Re: Raspberry Pi revisited
- Posted by jimcbrown (admin) Nov 15, 2012
- 4115 views
I am also aware that your accolades to IRA are PERSONAL, but I share with you the appreciation of work done by IRA.
Glad to see it.
Personally, I feel that the excellent work of that other person (Ira) is at best only tenuously connected to your posts. This latest one has no connection to Euphoria programming.
I am glad you used the word PERSONALLY above.
I was trying to make clear that I was just speaking about my own thoughts, and not (for example) speaking out as a moderator, administrator, or a represenative of the dev team.
If you insist on antagonizing people, Euphoria will suffer, and you PERSONALLY will be extinguished
A word of caution here: I'm pretty sure you didn't mean it that way, but that comes very close to sounding like a death threat.
I have no desire to extinguish you.
Glad to hear it.
Anyways, I think you meant that if I go on "antagonizing people" then it'll turn other users away from Euphoria, which (since you seem to be assuming I don't do anything besides Euphoria stuff) makes me increasingly irrelevant, XFree86-style.

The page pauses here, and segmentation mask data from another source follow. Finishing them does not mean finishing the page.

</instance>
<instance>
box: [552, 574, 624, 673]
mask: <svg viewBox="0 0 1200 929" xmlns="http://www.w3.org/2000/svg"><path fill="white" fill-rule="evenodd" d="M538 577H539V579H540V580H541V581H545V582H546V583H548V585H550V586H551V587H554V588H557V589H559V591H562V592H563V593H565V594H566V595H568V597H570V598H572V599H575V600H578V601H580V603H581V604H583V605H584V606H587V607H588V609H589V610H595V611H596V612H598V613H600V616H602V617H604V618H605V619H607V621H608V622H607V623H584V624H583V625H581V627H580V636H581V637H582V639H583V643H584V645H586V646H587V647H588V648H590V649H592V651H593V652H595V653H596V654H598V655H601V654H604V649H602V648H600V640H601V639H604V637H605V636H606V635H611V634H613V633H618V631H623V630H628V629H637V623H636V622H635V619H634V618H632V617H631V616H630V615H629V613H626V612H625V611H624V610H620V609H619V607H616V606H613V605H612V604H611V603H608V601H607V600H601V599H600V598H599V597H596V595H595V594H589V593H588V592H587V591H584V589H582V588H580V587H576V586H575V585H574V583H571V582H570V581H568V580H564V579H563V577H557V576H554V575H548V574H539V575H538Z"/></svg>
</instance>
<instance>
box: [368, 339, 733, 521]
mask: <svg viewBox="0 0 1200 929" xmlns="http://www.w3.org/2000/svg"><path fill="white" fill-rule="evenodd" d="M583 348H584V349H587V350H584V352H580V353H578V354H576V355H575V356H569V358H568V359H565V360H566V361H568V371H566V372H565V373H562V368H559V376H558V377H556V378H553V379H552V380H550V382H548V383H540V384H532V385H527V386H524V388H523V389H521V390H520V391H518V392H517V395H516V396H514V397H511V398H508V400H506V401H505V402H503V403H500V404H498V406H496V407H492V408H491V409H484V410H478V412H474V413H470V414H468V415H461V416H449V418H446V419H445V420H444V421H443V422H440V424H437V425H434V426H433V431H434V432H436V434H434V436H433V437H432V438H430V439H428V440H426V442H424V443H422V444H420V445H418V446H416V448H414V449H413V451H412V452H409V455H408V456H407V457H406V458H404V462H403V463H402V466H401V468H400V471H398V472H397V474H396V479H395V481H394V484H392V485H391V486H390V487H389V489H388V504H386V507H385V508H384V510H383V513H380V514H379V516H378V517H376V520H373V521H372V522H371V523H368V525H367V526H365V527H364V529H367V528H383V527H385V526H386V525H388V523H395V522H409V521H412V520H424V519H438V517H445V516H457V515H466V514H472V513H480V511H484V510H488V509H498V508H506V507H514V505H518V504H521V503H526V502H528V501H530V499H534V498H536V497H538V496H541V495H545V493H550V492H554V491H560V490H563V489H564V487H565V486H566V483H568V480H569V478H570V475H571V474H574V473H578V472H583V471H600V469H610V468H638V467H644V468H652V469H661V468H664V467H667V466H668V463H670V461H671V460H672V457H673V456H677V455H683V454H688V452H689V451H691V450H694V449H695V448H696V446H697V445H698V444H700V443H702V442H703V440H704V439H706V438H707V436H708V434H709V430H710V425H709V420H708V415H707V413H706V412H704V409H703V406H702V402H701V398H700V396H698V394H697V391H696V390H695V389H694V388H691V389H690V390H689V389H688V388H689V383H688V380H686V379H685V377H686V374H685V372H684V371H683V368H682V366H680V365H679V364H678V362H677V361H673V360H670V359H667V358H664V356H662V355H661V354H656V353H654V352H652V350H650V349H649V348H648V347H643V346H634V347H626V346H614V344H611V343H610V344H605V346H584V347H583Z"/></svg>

I feel sufficiently confident in my accomplishments, both inside and outside Euphoria, that I have no worries about myself in a personal sense. I also feel that this community, which has a long tradition of energetic debates, is unlikely to be affected (in terms of shrinking a lot, or growing significantly) by a relatively minor posting about Pi. So, overall, I'm not that worried.
Also, I contend that I am not antagonizing people.
In fact, I have made it clear that:
I am very aware of petty likes and jealousies and established people feeling threatened on small forums;
I am very aware of petty support for each other within the establishment on small forums;
I recommend then that you use your awareness to be more productive on this forum, instead of getting yourself into situations where you have to write a significant amount of text to defend yourself.
I am a very experienced developer and programmer, but NOT very active, nor wanting to be active now, except in my own personal sphere of influence, viz. my interest in bringing up my grand children in the development world (don't worry, they will not be ready to displace you or anybody for another 8 years);
I do not wish to take anybody's place in Euphoria development or any other work associated with it;
This impresses me not at all.
At the same time, I have interest in Euphoria, because it is one of the few languages I have used, which has versatility, reliability, ease of use and usefulness in a low level language. Its minor weakness is lack of full development of a universally usable GUI and IDE, which I am aware are under constant scrutiny by Matt Lewis and ghaberek. I am 100% sure that these minor weakness will be rectified in the very near future.
I disagree with you only in that I don't consider Euphoria a low level language (though it certainly interfaces well with several low level languages). I agree completely with the rest of what you said.
So if you don't want to see Euphoria on a million or more $40 computers in the near future, keep on bugging and attacking me. It won't hurt me, but it WILL hurt you most.
I guess I can have my cake and eat it too?
I'm very interested in seeing your plan on getting Euphoria on a million or more $0 computers. What are the steps you will take to accomplish this? What sort of timeline do you have? (Near feature is quite vague.) If applicable (I concede that it may not be), what kind of budget will this plan require?